At the heart of the Netter Center’s activities are the 160 Academically Based Community Service (ABCS) courses through which Penn students earn academic credit while engaging in field-based research, teaching, and community problem-solving. More than 60 ABCS courses are offered throughout the curriculum each year. Approximately half are created thanks to inspiration from students who recognize problems and want to find solutions.
The Center serves local communities while generating knowledge of global significance, creating understanding of common issues and offering innovative solutions. The work done by the Netter Center also benefits Penn—enlivening our curriculum and creating forums for practical, innovative learning.
Students will examine the connection between anthropology and policy, theory and practice research and application. They will study these connections by reading about historical and current projects. As an ABCS course, students will also volunteer in a volunteer organization of their choice in the Philadelphia area, conduct anthropological research on the organization, and suggest ways that the anthropological approach might support the efforts of the organization.
Students from Penn and from Sayre High School work together to develop hands-on educational activities that teach neuroscience concepts to local third- and fourth-graders.
Penn students study and map the risk of lead exposure in a local neighborhood and work with students in West Philadelphia schools to design and disseminate materials explaining the dangers of lead.
Penn students explore the politics that shape food production, marketing, and consumption, as well as the impact of the food industry’s advertising on diet. They research and address problems in several arenas, including campus cafeterias and West Philadelphia schools.
Music in Urban Spaces explores the ways in which individuals use music in their everyday lives and how music is used to construct larger social and economic networks that we call culture.

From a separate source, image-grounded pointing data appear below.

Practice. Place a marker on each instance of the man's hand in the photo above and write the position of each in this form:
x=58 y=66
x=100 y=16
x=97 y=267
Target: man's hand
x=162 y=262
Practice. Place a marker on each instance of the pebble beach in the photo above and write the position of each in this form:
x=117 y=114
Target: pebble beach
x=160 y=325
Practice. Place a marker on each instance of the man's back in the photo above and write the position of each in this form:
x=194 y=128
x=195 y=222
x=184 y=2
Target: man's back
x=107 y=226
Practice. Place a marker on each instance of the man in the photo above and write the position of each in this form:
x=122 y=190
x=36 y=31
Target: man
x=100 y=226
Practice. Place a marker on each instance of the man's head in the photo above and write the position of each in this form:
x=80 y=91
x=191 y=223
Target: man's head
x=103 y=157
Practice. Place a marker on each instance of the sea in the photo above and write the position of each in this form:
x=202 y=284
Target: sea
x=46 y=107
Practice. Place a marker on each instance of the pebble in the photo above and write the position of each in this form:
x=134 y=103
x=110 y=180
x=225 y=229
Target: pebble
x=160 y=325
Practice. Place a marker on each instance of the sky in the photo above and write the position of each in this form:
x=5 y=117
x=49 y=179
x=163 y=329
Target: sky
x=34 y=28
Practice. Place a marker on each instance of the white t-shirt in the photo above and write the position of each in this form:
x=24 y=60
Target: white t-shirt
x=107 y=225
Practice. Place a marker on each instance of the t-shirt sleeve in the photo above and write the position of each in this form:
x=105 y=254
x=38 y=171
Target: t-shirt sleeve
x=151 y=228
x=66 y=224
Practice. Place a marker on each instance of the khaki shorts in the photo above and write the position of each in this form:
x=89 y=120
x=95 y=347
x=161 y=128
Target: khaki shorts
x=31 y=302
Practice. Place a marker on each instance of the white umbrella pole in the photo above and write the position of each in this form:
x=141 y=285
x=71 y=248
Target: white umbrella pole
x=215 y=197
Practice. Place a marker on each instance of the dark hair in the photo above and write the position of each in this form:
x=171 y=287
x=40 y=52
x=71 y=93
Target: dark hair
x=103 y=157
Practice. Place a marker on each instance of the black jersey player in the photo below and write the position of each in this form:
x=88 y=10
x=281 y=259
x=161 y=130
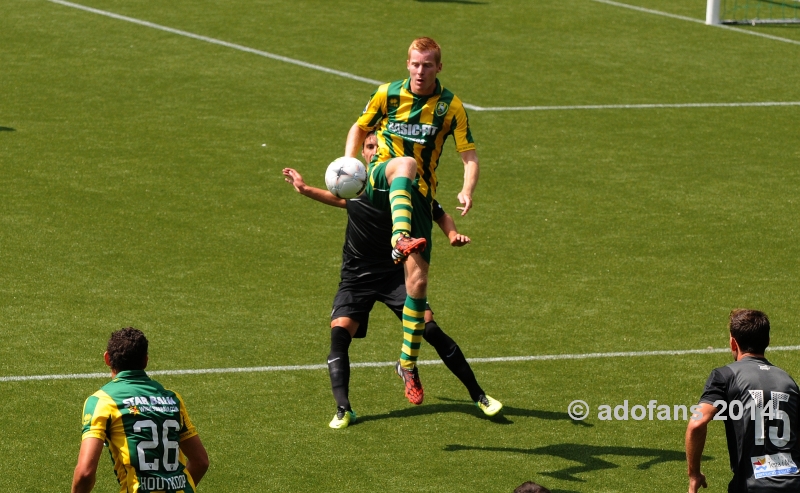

Students will read musicologists, cultural theorists, urban geographers, urban educators and sociologists who work to define urban space, arts education and the role of music and sound in urban environments. Penn Students will also work with a group of students in the music programs at West Philadelphia High School and Henry C. Lea Elementary to begin to formulate our theories of the musical micro-cultures of West Philadelphia and education’s role in shaping socio-economic realities.